L’invenzione è radicata in quei tentativi letterari che hanno cercato di estremizzare il viaggio nel tempo di H.G. Wells, prima con Star, Bright di Mark Clifton e qualche anno dopo, all’inizio degli anni sessanta, con All You Zombies racconto di Robert Heinlein intitolato nella versione italiana “Tutti i miei fantasmi” e dal quale i fratelli Spierig hanno tratto questo film.
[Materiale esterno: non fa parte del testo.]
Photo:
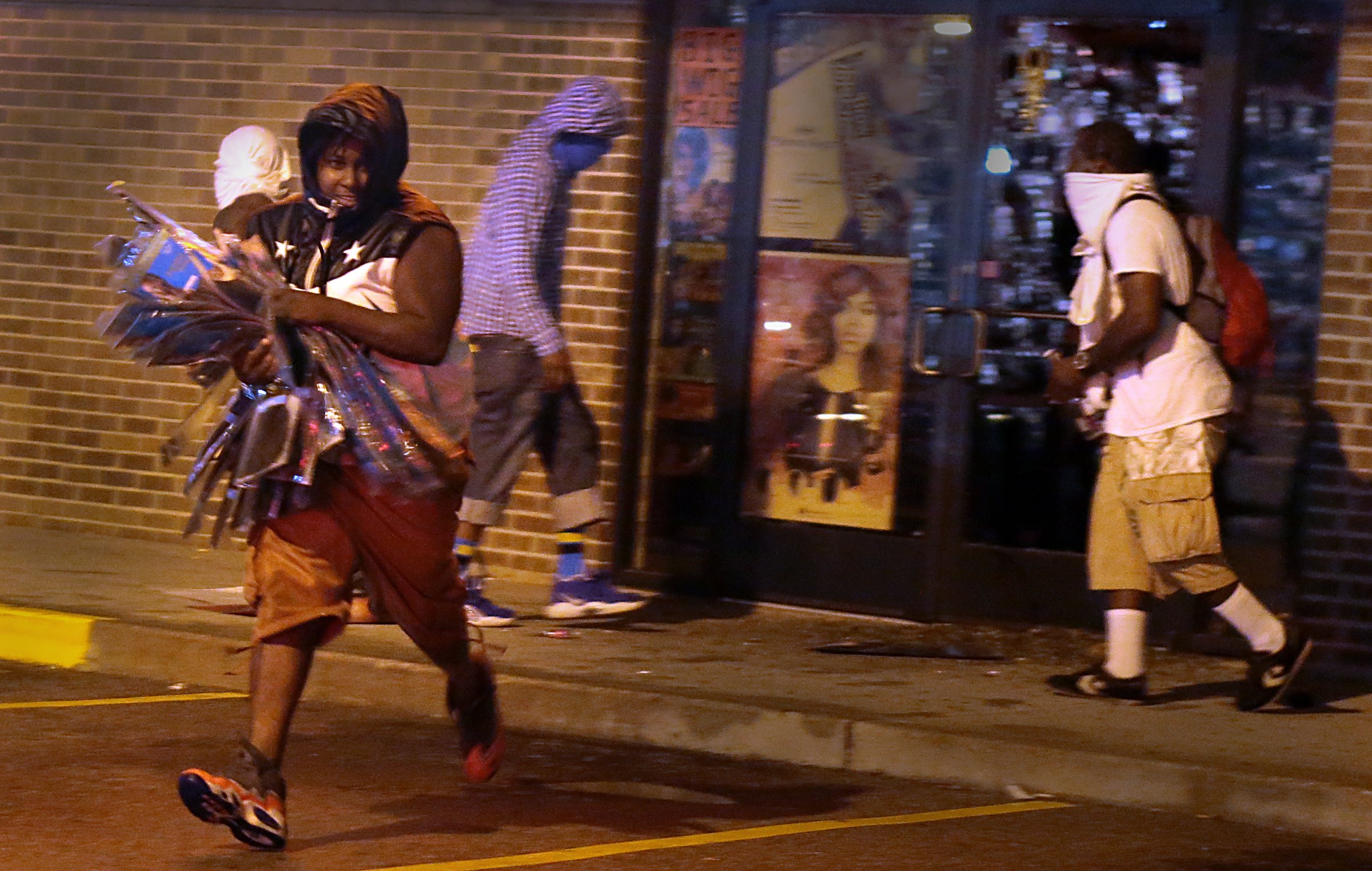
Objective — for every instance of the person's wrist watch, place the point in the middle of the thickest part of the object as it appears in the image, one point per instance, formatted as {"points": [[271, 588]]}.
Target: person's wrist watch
{"points": [[1082, 361]]}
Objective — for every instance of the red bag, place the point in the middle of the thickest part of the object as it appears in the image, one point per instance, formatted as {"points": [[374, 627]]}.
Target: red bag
{"points": [[1229, 308]]}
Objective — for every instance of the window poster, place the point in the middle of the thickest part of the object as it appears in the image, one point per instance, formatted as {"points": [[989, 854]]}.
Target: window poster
{"points": [[859, 129], [827, 381], [707, 65]]}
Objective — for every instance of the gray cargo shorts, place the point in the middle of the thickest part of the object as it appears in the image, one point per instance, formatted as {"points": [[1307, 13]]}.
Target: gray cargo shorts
{"points": [[515, 415]]}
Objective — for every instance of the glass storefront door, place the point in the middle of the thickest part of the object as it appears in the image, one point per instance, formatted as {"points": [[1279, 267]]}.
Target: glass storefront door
{"points": [[898, 264]]}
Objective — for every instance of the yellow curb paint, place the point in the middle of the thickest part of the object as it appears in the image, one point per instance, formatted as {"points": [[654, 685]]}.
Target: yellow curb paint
{"points": [[45, 637], [128, 700], [724, 837]]}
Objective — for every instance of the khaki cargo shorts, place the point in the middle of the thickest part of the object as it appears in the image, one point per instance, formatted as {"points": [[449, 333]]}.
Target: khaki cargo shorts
{"points": [[1154, 526]]}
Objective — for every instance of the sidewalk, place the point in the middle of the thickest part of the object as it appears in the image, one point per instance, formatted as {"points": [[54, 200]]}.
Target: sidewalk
{"points": [[743, 681]]}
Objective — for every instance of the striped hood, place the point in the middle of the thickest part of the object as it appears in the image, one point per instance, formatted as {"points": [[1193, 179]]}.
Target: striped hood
{"points": [[512, 275]]}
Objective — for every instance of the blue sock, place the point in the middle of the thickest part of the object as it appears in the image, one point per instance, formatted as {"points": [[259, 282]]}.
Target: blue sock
{"points": [[571, 555], [464, 549]]}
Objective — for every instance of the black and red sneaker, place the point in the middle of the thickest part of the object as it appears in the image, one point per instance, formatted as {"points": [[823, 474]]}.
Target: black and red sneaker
{"points": [[1096, 682], [250, 800], [1271, 674], [478, 722]]}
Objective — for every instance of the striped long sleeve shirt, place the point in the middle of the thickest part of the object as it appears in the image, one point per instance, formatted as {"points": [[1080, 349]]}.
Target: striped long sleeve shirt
{"points": [[513, 269]]}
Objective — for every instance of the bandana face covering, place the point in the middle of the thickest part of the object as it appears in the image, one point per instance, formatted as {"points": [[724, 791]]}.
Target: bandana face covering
{"points": [[1092, 197], [252, 161], [578, 152]]}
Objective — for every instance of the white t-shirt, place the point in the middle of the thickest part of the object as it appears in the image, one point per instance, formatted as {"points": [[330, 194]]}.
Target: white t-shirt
{"points": [[1182, 380]]}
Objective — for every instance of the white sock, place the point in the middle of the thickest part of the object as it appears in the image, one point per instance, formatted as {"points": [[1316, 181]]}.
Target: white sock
{"points": [[1126, 630], [1246, 614]]}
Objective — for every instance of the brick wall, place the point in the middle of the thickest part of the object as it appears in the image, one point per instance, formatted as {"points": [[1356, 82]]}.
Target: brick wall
{"points": [[145, 92], [1337, 542]]}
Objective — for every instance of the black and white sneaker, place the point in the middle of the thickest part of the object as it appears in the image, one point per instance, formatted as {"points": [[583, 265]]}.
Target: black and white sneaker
{"points": [[1096, 682], [1271, 674]]}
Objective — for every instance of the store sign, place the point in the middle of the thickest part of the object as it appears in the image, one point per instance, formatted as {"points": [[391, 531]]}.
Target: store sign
{"points": [[707, 65]]}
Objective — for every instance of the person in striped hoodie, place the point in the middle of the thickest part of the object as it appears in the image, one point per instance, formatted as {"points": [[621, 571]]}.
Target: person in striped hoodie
{"points": [[526, 390]]}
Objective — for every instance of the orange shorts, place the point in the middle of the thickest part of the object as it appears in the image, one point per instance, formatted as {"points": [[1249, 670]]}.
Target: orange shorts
{"points": [[301, 564]]}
Il paradosso temporale ideato dal geniale autore di Butler viene recuperato integralmente dai due fratelli australiani che ne ampliano e sviluppano alcuni aspetti esclusi dal breve racconto originale. L’agente del tempo (Ethan Hawke) e la madre non sposata (Sarah Snook) sono al centro del gioco di moltiplicazioni identitarie presenti nel testo di Heinlein, ma a queste vengono aggiunte altre stream grazie ad una terza traccia, quella di un terrorista dinamitardo chiamato “Fizzle Bomber” e che in una falda temporale collocata a New York nel 1975 si è reso responsabile di una strage di grandi dimensioni, uccidendo undicimila persone.
Se quindi fermare il disastro prima ancora che accada è il compito dell’agente del tempo, gli Spierig dedicano in realtà molto spazio alla “madre non sposata” e alla sua identità liminale, vero e proprio soggetto eccentrico che, come direbbe Bell Hooks, “si allontana dalla propria posizione” abitando uno spazio che “rende possibili prospettive diverse ed in continuo cambiamento“.
È attraverso la sua intersessualità che gli Spierig allargano l’analisi su quelle frontiere “della differenza” che erano presenti solo in parte nel testo di Heinlein, recuperando in parte gli stimoli di alcuni titoli di fantascienza recenti come Source Code di Duncan Jones, The Box di Richard Kelly e ovviamente Looper di Rian Johnson, ma aggiungendo quell’essere fuori dal tempo che caratterizza ambienti e personaggi lungo il percorso del cinema Noir americano, da Rudolph Maté a Jacques Tourneur fino a Robert Altman, tenendo presente che questa stessa influenza rimaneva solo ad un livello allusivo nel testo di Heinlein, costruito con il ricorso al racconto in prima persona, tipico della narrativa hard boiled.
Tutto il lungo dialogo tra John/Jane e il barista è illuminato dalla fotografia di Ben Nott, già con gli Spierig nel precedente Daybreakers, come se si trattasse di un Edward Hopper rivisto con le dominanti cromatiche del cinema degli anni settanta, sulla lunga scia che procede da Abraham Polonsky fino a Walter Hill nel tentativo di recuperare l’essenza di quella pittura esistenzialista.
E la relazione con il cinema del passato, più che arenarsi sulla superficie del recupero nostalgico, reagisce con un impianto retro-futurista che cambia di senso ad ogni salto temporale, sfruttando persino i trucchi di un illusionismo di tradizione Mélièsiana incluse le sparizioni a vista e un lavoro sul volto cancellato che sta a metà tra l’uomo invisibile e il surrealismo feroce di Franju.
La stessa attenzione ai volti e agli oggetti ha quelle caratteristiche sottrattive che nei neo-noir puntano alla sconnessione tra memoria e funzione mnestica, come se fossero dei frammenti residuali emersi dal flusso di coscienza. A questo proposito, gli Spierig sembra stiano preparando un film che metterà al centro un fucile Winchester posseduto dai fantasmi delle persone che lo hanno utilizzato, ma al di là delle suggestioni, quello che è interessante in Predestination sono questi interstizi di cinema, a tratti anche ipnotici e lunghissimi, che resistendo al puzzle logico, descrivono gli interni di una città derealizzata, tra bar e lavanderie, come se fossero derive Bukowskiane.
Che i due australiani siano interessati ai “mai morti” o ai “già nati” come eccedenze politicamente marginali è chiaro fin da Undead, primo capitolo di un cinema a basso costo che a differenza dei multiversi nolaniani ad alto budget si avvicina ai corpi e agli attori con più amorevole onestà, mettendoli al centro di un labirinto cognitivo, che al netto di qualche incastro di troppo si riduce in questo caso a far da sfondo al cuore pulsante dell’intero film, quello di John/Jane, sintesi di un processo identitario che nei momenti migliori è già scritto nel volto della straordinaria Sarah Snook.